Chatham Lodging Trust trades at 0.84x book value, while Summit Hotel Properties Inc. (INN) trades at 0.99x book value and Apple Hospitality REIT Inc. (APLE) trades at 1.23x. The dividend catalyst could assist CLDT in closing the valuation gap between it and its limited-service lodging peers.

Chart
CLDT Price to Book Value data by YCharts

Why Chatham Lodging Trust Might See A Lower Valuation

The resumption of business travel and the improving booking situation indicate that the trust’s business will see significant revenue and earnings growth.
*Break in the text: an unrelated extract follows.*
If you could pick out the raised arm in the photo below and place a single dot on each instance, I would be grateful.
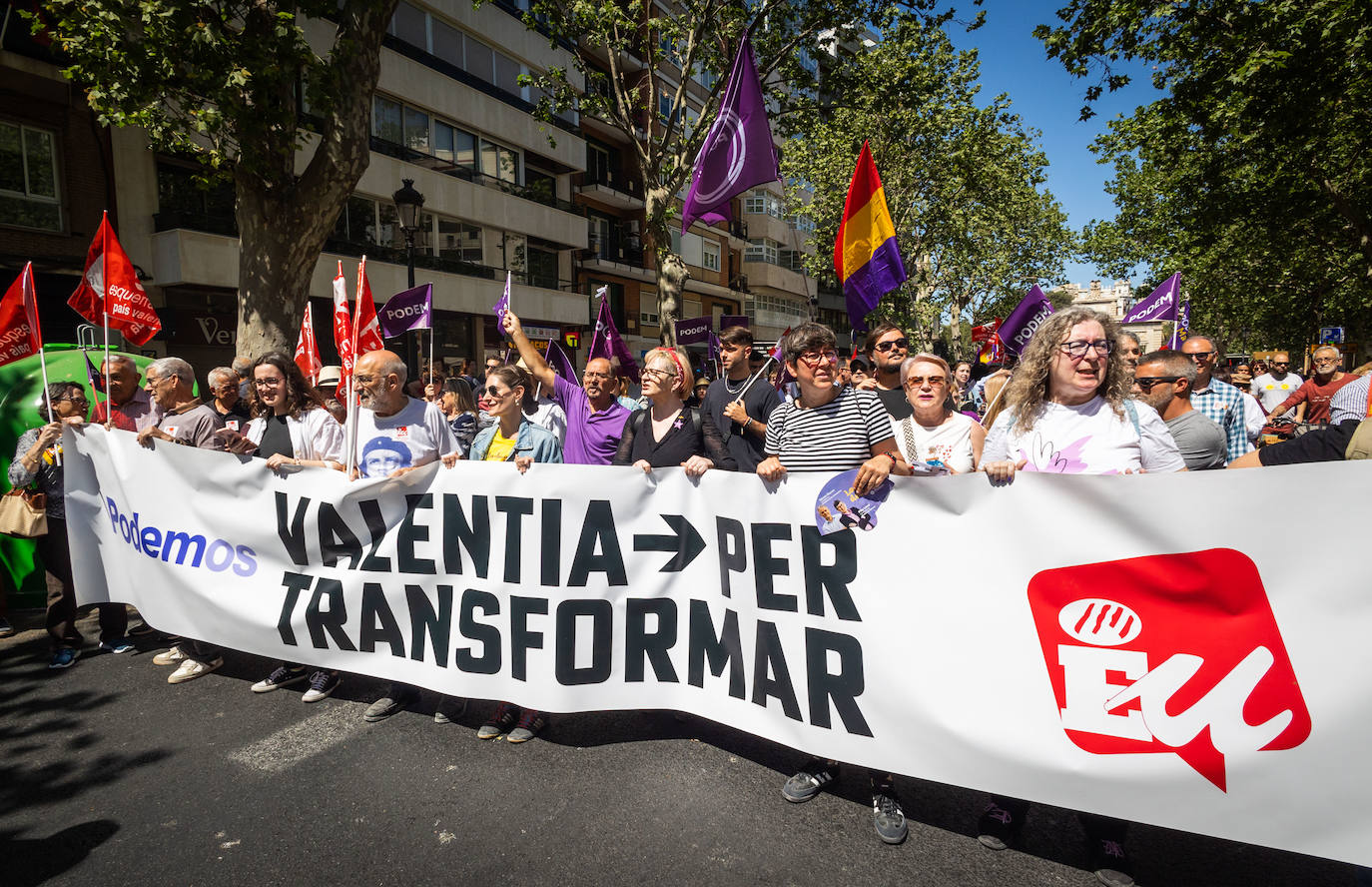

Having said that, a recession could derail Chatham Lodging Trust’s recovery efforts, and it couldn’t come at a worse time. A recession would undo some of the significant gains made by the trust in recent quarters, most notably the improvement in occupancy rates and RevPAR.

My Conclusion

A dividend reintroduction would almost certainly be a catalyst for an increase in the market price of Chatham Lodging Trust, as the availability of a dividend would attract new dividend seekers to the trust’s stock.

The hospitality industry is experiencing strong underlying recovery trends such as increased RevPAR and occupancy, and business travel could be a driver of a continuing recovery.